With a starting yield of 4.4% and a growth rate of about 10%, COP’s yield on cost will grow to about 10.4% in 10 years. In order to double the dividend, using the rule of 72, it will take approximately 7.2 years.
COP Payout Ratio
COP’s payout ratio has been relatively low over the last decade. The negative payout ratio in 2008 is due to the negative EPS that resulted from writing off impairment charges. The higher payout ratio in 2012 is due to a dip in earnings resulting from the PSX spin off. COP’s current payout ratio is below 50%, which leaves plenty of room for future dividend growth.
COP Cash Flow Per Share and Revenue
Due to the spinoff of PSX, the 2012 revenue numbers are at a historical low.
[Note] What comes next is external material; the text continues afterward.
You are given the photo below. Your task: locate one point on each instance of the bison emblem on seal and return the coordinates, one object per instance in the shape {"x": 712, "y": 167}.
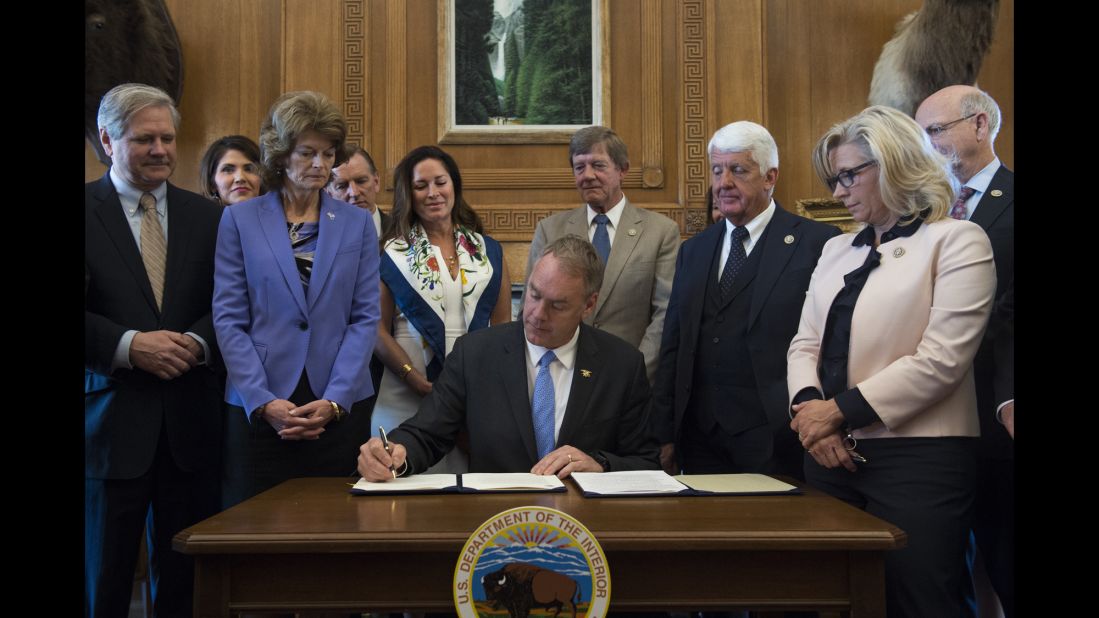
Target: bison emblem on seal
{"x": 520, "y": 586}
Unfortunately, this makes the revenue growth calculations negative, which doesn’t really paint an appropriate picture of the company, but revenue growth has been generally positive over time. Cash flow has been positive every year other than 2008.
COP Balance Sheet
The current debt to equity ratio of COP is 49%, which is about on par with other equities (~40%). Over the last 10 years the debt to equity ratio has fluctuated between 20% and 59%. At present, I don’t see the debt burden as a problem.
The biggest risks related to COP come from the fact that oil and gas often come from unstable regions of the world. You might remember the civil war in Libya last year or so that shut down oil production. COP has the majority of its long-term assets in OEDC (organization of economically developed countries) countries, which should work to lower its international risk. Oil and gas remain finite resources, so if COP cannot replenish its reserves by finding new ones, eventually it will run out of oil and gas – but this is a very long term risk and not one that I would be particularly concerned with at this time.
COP Valuation Panel
The Graham number represents one very simple way to value a stock. The Graham number for COP is $77.11. The current stock price is well above that, suggesting that COP may be undervalued at the moment.
Two Stage Dividend Discount Model
Using a risk free rate of 2%, an expected return of 10% and the beta of 1.1, the CAPM model provides a discount rate of 18.8%. Using an initial growth rate of 10% for 5 years and a slower growth rate of 7%, the two stage model produced a value of $29.47 I also tried this model with a discount rate of 9.9% and got $113.73.
Gordon Growth Dividend Discount Model
Using the 18.8% discount rate, this model returns a value of $29.04. Using a more conservative 10% discount rate we get a value of $261.36.
With the dividend discount models the choice of discount rate greatly affects the output of the model. Out of the five values generated, the median value is the $77.11 produced by the Graham number. I would use this value and consider COP undervalued.
COP Cash Secured Puts
COP has been on a tear since it’s spin off of PSX. The stock isn’t anywhere near its low at the moment, so I would be hesitant to sell a put against it.
Overall, I like COP and feel that it is appropriately valued and possibly even undervalued. I feel that this stock has many more years of dividend growth and capital appreciation in it. If energy stocks continue their strong historical gains then COP will continue to deliver. I would consider buying up some additional shares of COP.
Disclosure: I am currently long COP and PSX.
Readers: What are your opinions about ConocoPhillips?